Since January 2020, the COVID-19 pandemic has not been out of the news. It has overwhelmed countries and healthcare systems worldwide and the scientific and medical community has responded at an unprecedented speed.
Our knowledge increases daily and today at Digital ILC was no exception. This topical session covered the latest information on the multiorgan manifestations of COVID-19, risk factors for severe disease and how pre-existing liver disease may influence the clinical course of SARS-CoV-2.
We learned that, as well as the now well-established risk factors (age, male sex, and comorbidities such as cardiovascular disease and obesity), chronic liver disease may also increase the risk of severe COVID-19. Data from the COVID-Hep and SECURE-cirrhosis registries supported this, showing a stepwise increase in rates of major adverse outcomes, including death, with increasing severity of liver disease. For patients with decompensated cirrhosis, the numbers were stark: 79% mortality among Child-Pugh C once admitted to the intensive care unit (ICU), and 90% mortality once invasive ventilation is administered in this population.
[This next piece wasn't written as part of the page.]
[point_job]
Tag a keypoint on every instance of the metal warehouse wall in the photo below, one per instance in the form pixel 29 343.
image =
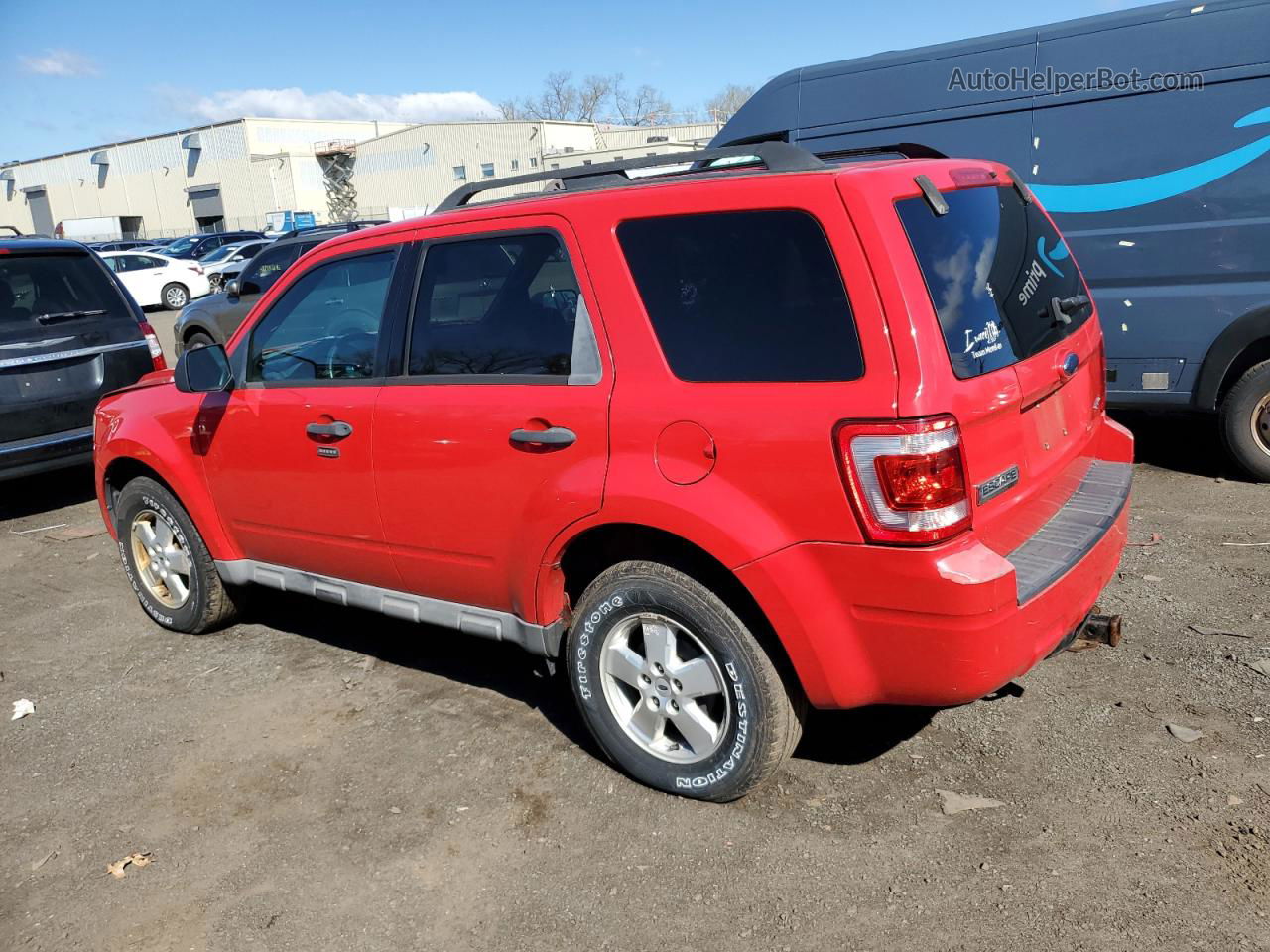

COVID-19 has had a profound impact in the setting of liver transplantation, with an abrupt drop in transplant activity coincident with the pandemic that has necessitated modification of transplant programmes, reprioritization of transplant candidates, re-evaluation of risk on an almost daily basis, and potential temporary cessation of transplantation in areas where the virus is prevalent. The key message for patients is that although those who have undergone liver transplantation are at increased risk of COVID-19 infection, disease severity appears to be in line with that in the general population. Guidelines also broadly advise against reduction of immunosuppressive therapy as this has not been demonstrated to increase risk.